Why I Read Comics
by J. Lamb (Snoopy Jenkins)
I despise origin stories.
The beginning is the worst best time in a comic – either the material lives up to its promise, and offers something interesting and lively, or the collaboration between words and art wastes trees with hackneyed prose and sloppy pencils, and you feel cheated out of four bucks. Here’s hoping I don’t leave you feeling played.
I read comics because I did not easily make friends in elementary school. I was not shy or awkward. I knew the answers. To everything. Every question in arithmetic or social studies posed by our teachers left my hand raised amid a sea of the darker nation’s bright shining apathy, children who despised both their ignorance and my knowledge. (Maybe they were just being young.) No matter – I wanted friends. Badly. I did not make them, so my mother introduced me to a world where friends were plentiful and perpetual. She purchased my first Archie comic.
Archie, in my memory, is only painted in primary colors. I do not know the technical term for the coloring process used for those old 1980’s comics, but I recollect everything in Archie as saturated with tri-colored dots, in the billions. The sun always shines in Riverdale, and Archie Andrews’ antics never require discipline or any serious reprimand. He’s not the best student, or the best athlete, but two women (at least, there’s probably more now) fall senselessly and hilariously in love with him. His best friend is an irrepressible slacker, perpetually hungry, without a drug problem. Even the principal and teachers in his high school only want him to succeed in life: actually, they have no other purpose whatsoever. Archie’s only real antagonist would rather embarrass him at a party with a flying cream pie than harm him in any serious way.
Yes, Archie was and is escapist media. But it kept me functional, because I aspired to Archie Andrews’ example. Archie was loved because Archie is good. Just good, without pretense or ulterior motive or self-interest to degrade the Golden Rule moralism that dripped from the pages. Archie was suburban friendly, so he had friends. He was pleasant, so girls liked him. He wasn’t standoffish, and never made fun of others, so he could count on the town genius and the town muscle to assist whenever he needed. Everyone loved Archie and enjoyed his company, and as a child I thought emulating Archie as a role model would help alleviate the stress of being young. Middle school unearthed errors in my hypothesis.
Obviously Archie posits a world largely drained of human difference. Archie is Eisenhower-era nostalgia in comic form, where even the character names scream prep school privilege, and a cast of young White teenagers discover nothing about themselves more cerebral than a root beer float at Pop’s. The comic’s one attempt at racial diversity in my youth was a brother named Chuck Clayton, who was essentially Archie himself with a palette swap and more common sense.
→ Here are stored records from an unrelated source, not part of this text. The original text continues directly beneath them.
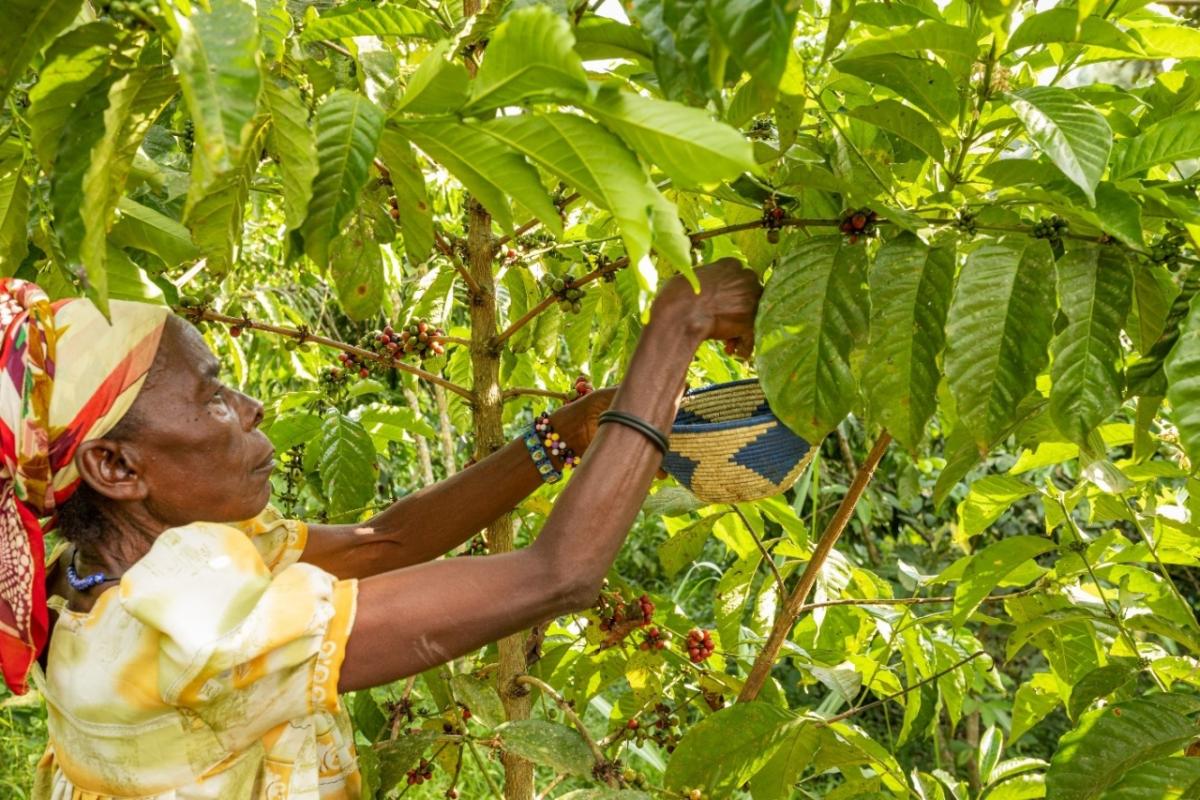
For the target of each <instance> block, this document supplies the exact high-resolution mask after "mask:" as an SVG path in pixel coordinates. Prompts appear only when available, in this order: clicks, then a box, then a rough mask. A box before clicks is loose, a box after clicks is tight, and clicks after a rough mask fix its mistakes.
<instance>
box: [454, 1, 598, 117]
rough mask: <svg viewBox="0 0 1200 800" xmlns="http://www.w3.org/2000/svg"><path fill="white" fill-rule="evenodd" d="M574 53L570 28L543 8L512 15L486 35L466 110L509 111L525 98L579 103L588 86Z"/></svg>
mask: <svg viewBox="0 0 1200 800" xmlns="http://www.w3.org/2000/svg"><path fill="white" fill-rule="evenodd" d="M574 48H575V35H574V34H572V32H571V26H570V25H568V23H566V20H565V19H564V18H562V17H560V16H558V14H556V13H554V12H553V11H551V10H550V8H548V7H546V6H541V5H536V6H527V7H524V8H520V10H517V11H514V12H512V13H511V14H510V16H509V18H508V19H505V20H504V22H503V23H500V25H499V28H497V29H496V31H494V32H493V34H492V37H491V41H490V42H488V44H487V55H485V56H484V64H482V66H480V67H479V73H478V74H476V76H475V79H474V80H472V82H470V102H469V104H468V106H469V109H470V110H472V112H473V113H475V112H480V110H487V109H492V108H500V107H503V106H515V104H517V103H520V102H522V101H524V100H528V98H530V97H546V96H553V97H557V98H559V100H566V101H576V100H580V98H582V97H584V96H586V95H587V91H588V80H587V76H586V74H584V72H583V62H582V61H580V54H578V53H576V52H575V49H574Z"/></svg>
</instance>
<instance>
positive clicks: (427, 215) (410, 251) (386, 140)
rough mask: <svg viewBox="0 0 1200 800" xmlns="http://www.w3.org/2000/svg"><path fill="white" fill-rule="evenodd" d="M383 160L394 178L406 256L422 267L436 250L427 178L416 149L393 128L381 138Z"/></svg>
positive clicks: (398, 208) (393, 189) (393, 181)
mask: <svg viewBox="0 0 1200 800" xmlns="http://www.w3.org/2000/svg"><path fill="white" fill-rule="evenodd" d="M379 158H382V160H383V163H384V166H385V167H386V168H388V173H389V175H391V188H392V191H394V192H395V193H396V206H397V207H398V209H400V228H401V230H402V231H403V234H404V252H406V253H408V258H409V260H410V261H413V263H414V264H420V263H421V261H424V260H425V259H427V258H428V257H430V252H431V251H432V249H433V207H432V206H431V205H430V197H428V194H426V192H425V174H424V173H421V166H420V164H419V163H418V162H416V154H415V152H413V148H412V145H410V144H408V142H406V140H404V139H403V138H402V137H401V136H400V134H398V133H396V132H395V131H394V130H391V128H384V132H383V136H382V137H379Z"/></svg>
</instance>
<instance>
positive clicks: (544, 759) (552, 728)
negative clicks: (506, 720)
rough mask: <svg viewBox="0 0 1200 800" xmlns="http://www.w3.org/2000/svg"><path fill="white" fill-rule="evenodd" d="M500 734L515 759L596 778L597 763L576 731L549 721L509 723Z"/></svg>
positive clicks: (505, 747) (502, 730) (554, 769)
mask: <svg viewBox="0 0 1200 800" xmlns="http://www.w3.org/2000/svg"><path fill="white" fill-rule="evenodd" d="M496 733H497V734H499V736H500V745H502V746H503V747H504V750H505V751H508V752H510V753H514V754H515V756H520V757H521V758H524V759H526V760H530V762H533V763H534V764H541V765H544V766H550V768H552V769H553V770H554V771H556V772H568V774H570V775H577V776H580V777H590V776H592V768H593V766H595V760H594V759H593V758H592V751H590V750H588V745H587V742H586V741H583V736H581V735H580V734H578V732H577V730H575V729H574V728H568V727H566V726H563V724H558V723H556V722H546V721H545V720H518V721H516V722H505V723H504V724H502V726H500V727H499V728H497V729H496Z"/></svg>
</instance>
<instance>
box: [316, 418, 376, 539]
mask: <svg viewBox="0 0 1200 800" xmlns="http://www.w3.org/2000/svg"><path fill="white" fill-rule="evenodd" d="M316 446H317V469H318V471H319V475H320V481H322V486H323V488H324V491H325V498H326V499H328V500H329V513H330V517H331V518H334V519H338V521H346V522H349V521H353V519H358V518H359V517H360V516H362V511H364V510H365V507H366V505H367V503H370V500H371V498H373V497H374V483H376V475H374V458H376V452H374V445H372V444H371V437H370V434H367V432H366V431H365V429H364V428H362V426H361V425H359V423H358V422H356V421H354V420H352V419H350V417H348V416H344V415H342V414H341V413H338V411H336V410H332V411H330V413H329V414H326V415H325V421H324V422H323V423H322V426H320V435H319V438H318V439H317V441H316Z"/></svg>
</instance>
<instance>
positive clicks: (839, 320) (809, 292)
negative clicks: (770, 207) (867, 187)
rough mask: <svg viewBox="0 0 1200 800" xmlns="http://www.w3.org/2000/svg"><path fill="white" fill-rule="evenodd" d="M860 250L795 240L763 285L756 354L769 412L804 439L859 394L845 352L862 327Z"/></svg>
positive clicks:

Chuck wore the varsity jacket modestly; a throwback to an earlier era where the Black athlete honed his skills amid close-knit two-parent families where earnestness and discipline garnered respect. Or he would have, if I’d ever read a story that reflected on Chuck’s parents. Like many Twentieth Century Black male comic characters, Chuck Clayton reflected not the melanin in my skin, but rather a lighter caramel designed to avoid fouling a shiny, happy neighborhood. I hated Chuck Clayton. He couldn’t engage the slapstick humor of a Jughead, or emulate the irrational rivalry of a Reggie. He emerged fully grown in the comic like someone studied Bryant Gumbel and cloned a teenager from his stem cells. His love interest was a beautiful mild-mannered cappuccino sister whose name always escapes because it was never important. Further, the regular characters always appeared in stories with Chuck and his girl where hanging out with Chuck and his girl was the entire point of the story – never could Archie and the gang solve a haunted house mystery with Chuck as an equal partner.
I could identify with Chuck Clayton; of course I hated him. This escapist fantasy proved a worthwhile aspiration so long as I could separate the constructed unreality of Riverdale from Black suburbia’s Reaganomic truth. I understood that I could never be Archie Andrews. I am not White. To assume that nothing bad can ever happen to me can prove a fatal mistake. But beyond the perfect syntax, beyond the complete absence of ghetto sensibilities or total lack of hip hop influence, beyond the academic prowess and conservative hairstyle, I was Chuck Clayton because I was both Black and alone, adrift in a community that never accepted my presence, where I’m politely received but never welcome. I read comics because I exist in a world that only makes sense on paper, with tri-colored dots.